Tuesday, April 27, 2010


Before people start bitching about how "insane" is spelled incorrectly, let me explain.

I'm 23 years old, living in an apartment in Massachusetts. I work at a big-name gas station with a local no-name owner. I work with a bunch of loons, one who's Annie. She's been with the company for 7 years and has been in the business for 25. She lovingly refers to crazy days (pretty much every day) as "insale asylums." I don't know if she doesn't realize she's saying it incorrectly, runs the words together or what. In any case, that's why.

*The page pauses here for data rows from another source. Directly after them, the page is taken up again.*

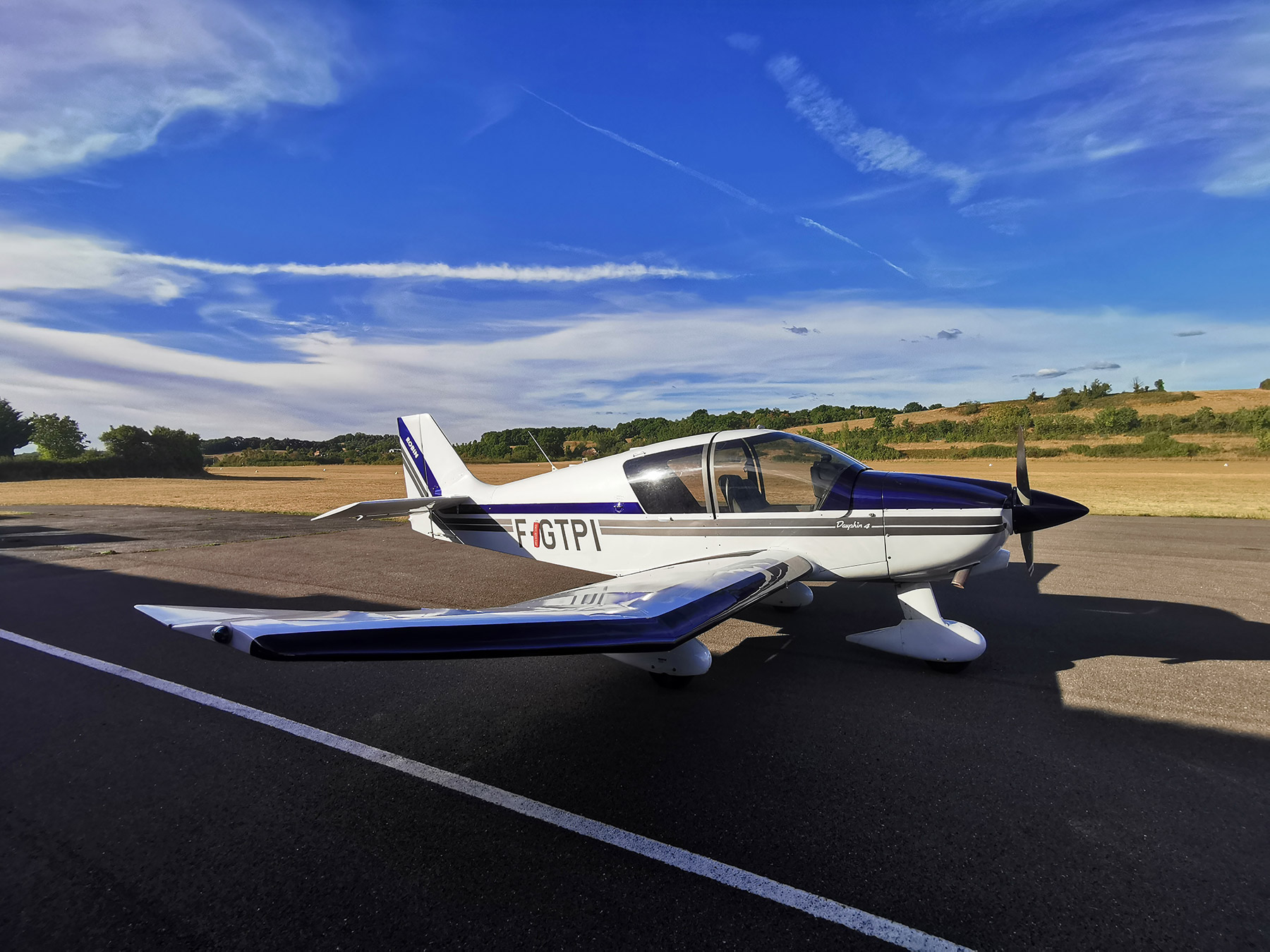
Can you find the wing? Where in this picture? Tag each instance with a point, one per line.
(381, 508)
(648, 611)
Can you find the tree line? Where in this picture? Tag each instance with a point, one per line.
(63, 448)
(271, 451)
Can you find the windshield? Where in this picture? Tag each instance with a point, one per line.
(781, 472)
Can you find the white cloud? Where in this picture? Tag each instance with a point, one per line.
(744, 42)
(869, 149)
(1001, 215)
(1165, 79)
(636, 363)
(33, 260)
(84, 80)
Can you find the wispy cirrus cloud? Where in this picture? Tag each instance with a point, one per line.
(639, 362)
(1193, 82)
(679, 166)
(50, 260)
(868, 147)
(715, 183)
(84, 80)
(1047, 372)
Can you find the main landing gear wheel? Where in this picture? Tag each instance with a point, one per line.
(671, 681)
(949, 666)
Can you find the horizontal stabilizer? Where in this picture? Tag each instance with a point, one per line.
(384, 508)
(648, 611)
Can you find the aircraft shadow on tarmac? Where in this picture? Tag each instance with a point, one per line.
(1029, 633)
(222, 477)
(1041, 631)
(27, 536)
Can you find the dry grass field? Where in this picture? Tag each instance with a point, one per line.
(1222, 401)
(1235, 488)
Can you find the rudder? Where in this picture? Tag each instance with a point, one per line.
(430, 463)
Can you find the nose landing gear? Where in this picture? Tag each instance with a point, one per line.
(925, 634)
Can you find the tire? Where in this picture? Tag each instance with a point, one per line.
(949, 666)
(675, 682)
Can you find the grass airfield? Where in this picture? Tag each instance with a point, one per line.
(1183, 487)
(1212, 488)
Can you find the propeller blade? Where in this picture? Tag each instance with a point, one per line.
(1022, 482)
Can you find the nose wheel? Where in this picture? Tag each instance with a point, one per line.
(676, 682)
(925, 634)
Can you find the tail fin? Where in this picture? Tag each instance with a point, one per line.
(431, 465)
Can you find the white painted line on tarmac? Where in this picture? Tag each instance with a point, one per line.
(809, 903)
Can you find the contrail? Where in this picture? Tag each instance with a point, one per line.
(811, 224)
(714, 183)
(686, 169)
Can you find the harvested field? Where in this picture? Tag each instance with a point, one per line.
(1236, 488)
(271, 489)
(1222, 401)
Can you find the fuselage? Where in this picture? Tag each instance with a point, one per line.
(730, 493)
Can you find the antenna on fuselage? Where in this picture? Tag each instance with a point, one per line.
(541, 450)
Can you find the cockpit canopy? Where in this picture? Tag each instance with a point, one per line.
(765, 472)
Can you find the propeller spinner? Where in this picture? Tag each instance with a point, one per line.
(1036, 511)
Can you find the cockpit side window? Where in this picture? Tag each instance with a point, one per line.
(780, 472)
(670, 482)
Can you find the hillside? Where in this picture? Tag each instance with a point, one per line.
(1149, 403)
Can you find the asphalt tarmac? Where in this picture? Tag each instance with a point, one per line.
(1098, 780)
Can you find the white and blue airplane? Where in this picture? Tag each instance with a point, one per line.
(692, 530)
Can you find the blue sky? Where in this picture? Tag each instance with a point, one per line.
(306, 219)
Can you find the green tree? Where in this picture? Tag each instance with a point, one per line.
(14, 429)
(1095, 389)
(163, 447)
(1115, 419)
(131, 444)
(56, 437)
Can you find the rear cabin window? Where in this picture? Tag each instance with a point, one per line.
(670, 482)
(778, 472)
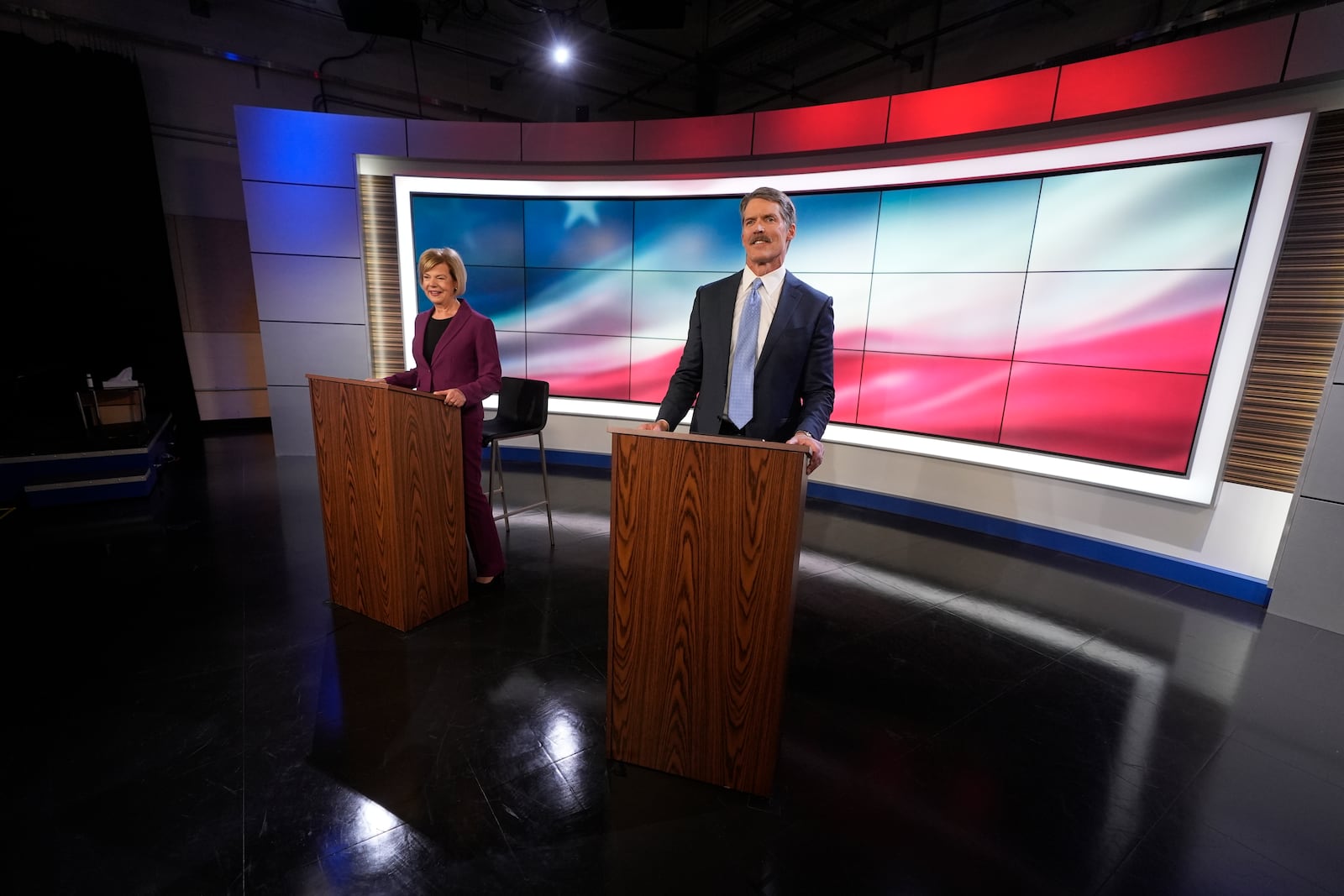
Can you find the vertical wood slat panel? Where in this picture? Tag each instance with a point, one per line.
(1301, 325)
(382, 278)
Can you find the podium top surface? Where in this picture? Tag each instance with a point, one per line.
(381, 385)
(737, 441)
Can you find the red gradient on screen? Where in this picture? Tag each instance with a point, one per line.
(649, 376)
(581, 365)
(1180, 344)
(848, 372)
(1139, 418)
(954, 396)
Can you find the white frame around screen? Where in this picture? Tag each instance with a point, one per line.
(1284, 139)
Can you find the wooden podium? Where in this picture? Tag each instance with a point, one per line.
(390, 474)
(705, 553)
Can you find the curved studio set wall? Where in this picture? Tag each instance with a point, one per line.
(1005, 315)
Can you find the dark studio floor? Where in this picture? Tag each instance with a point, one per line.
(963, 715)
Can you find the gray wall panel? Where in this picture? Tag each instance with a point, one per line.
(1324, 476)
(302, 221)
(292, 419)
(293, 351)
(307, 288)
(474, 140)
(1310, 586)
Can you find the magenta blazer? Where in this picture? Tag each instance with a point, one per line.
(467, 358)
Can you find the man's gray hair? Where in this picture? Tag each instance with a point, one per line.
(772, 195)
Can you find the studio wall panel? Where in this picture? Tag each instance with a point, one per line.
(1222, 62)
(985, 105)
(302, 221)
(465, 140)
(302, 148)
(293, 351)
(233, 405)
(707, 137)
(292, 421)
(1324, 474)
(1317, 43)
(578, 141)
(1310, 584)
(309, 288)
(839, 125)
(199, 179)
(214, 264)
(225, 360)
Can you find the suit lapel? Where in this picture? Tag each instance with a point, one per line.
(783, 312)
(452, 332)
(719, 320)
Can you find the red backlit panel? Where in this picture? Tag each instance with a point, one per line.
(1234, 60)
(862, 123)
(1124, 417)
(987, 105)
(578, 141)
(712, 137)
(961, 398)
(472, 140)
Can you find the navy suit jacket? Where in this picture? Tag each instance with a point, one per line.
(795, 378)
(467, 358)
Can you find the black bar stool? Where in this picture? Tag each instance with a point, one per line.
(522, 411)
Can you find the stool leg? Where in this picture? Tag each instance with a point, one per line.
(499, 465)
(546, 488)
(490, 493)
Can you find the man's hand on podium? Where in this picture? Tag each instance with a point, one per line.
(815, 449)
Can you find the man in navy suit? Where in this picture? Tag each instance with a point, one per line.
(795, 369)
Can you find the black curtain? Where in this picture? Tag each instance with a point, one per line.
(91, 282)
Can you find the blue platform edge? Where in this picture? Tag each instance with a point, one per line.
(1200, 575)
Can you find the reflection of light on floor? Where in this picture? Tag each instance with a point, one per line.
(561, 738)
(373, 820)
(1129, 763)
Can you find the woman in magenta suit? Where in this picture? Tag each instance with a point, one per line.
(456, 356)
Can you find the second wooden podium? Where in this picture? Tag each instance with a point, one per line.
(703, 560)
(390, 474)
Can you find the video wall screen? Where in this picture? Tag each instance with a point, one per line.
(1073, 313)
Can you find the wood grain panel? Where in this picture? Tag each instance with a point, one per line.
(705, 553)
(390, 479)
(1301, 325)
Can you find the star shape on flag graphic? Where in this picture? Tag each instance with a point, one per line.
(581, 210)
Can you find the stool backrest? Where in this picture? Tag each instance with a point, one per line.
(523, 405)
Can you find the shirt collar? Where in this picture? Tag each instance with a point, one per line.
(772, 282)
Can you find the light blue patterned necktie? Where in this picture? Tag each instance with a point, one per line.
(743, 380)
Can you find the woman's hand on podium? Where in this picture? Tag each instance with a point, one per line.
(452, 396)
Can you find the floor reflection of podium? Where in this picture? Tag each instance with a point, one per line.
(385, 728)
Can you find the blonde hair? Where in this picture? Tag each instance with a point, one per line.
(436, 257)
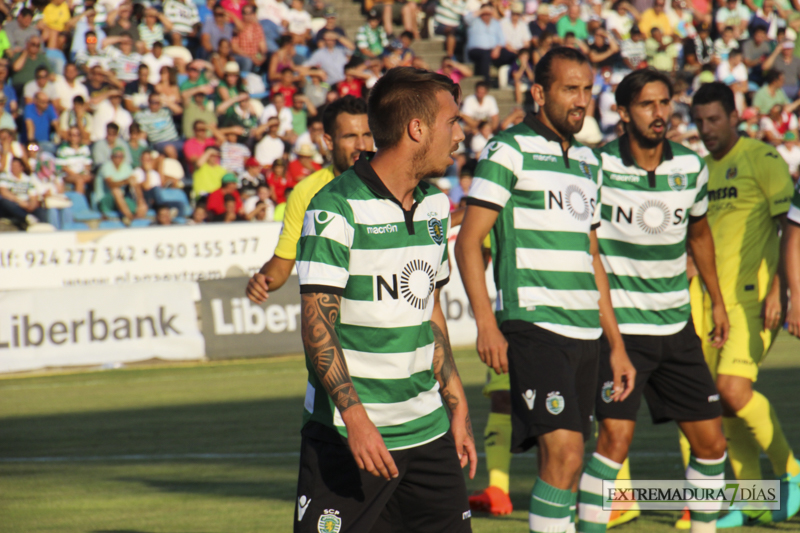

I decided to start this to document a bit of the trials and tribulations that come along with being an under-paid and overworked cashier. I started working for a different big-name gas station in June of 2005 for $7 an hour. When I left, I was making $8.75. It was right down the road from my parents' house and was my job for my vacations from college. While in college and living on campus, I worked at a grill on campus. This lasted for 3 1/2 years. My supervisor was a bitch and I quit in May 2008. In September 2008, I moved to the city in which I go to college (not on campus like I had been) and couldn't be travelling the half hour each way to get there since I didn't have my license. In April 2009, I applied for a position at the gas station up the road and was hired. I have been there ever since and let me tell you, Annie's correct in calling it an asylum.

For those of you that have never worked retail and think it's an easy job, it's not. There's a shit-ton more to it than you realize. For those that have, you can back me up. Working as a cashier has its ups and downs and sometimes it seems like there are too many. As I said, I'll be updating this blog with recent stories, past experiences and I'll include some emails we get from corporate. You wouldn't believe some of the shit they want us to do, how they run things and even their reactions to things we send.

Wear your seatbelts, kids. It's going to be a bumpy ride.

1 comment:

  1. Perhaps "insale" refers to the sales aspect of the asylum.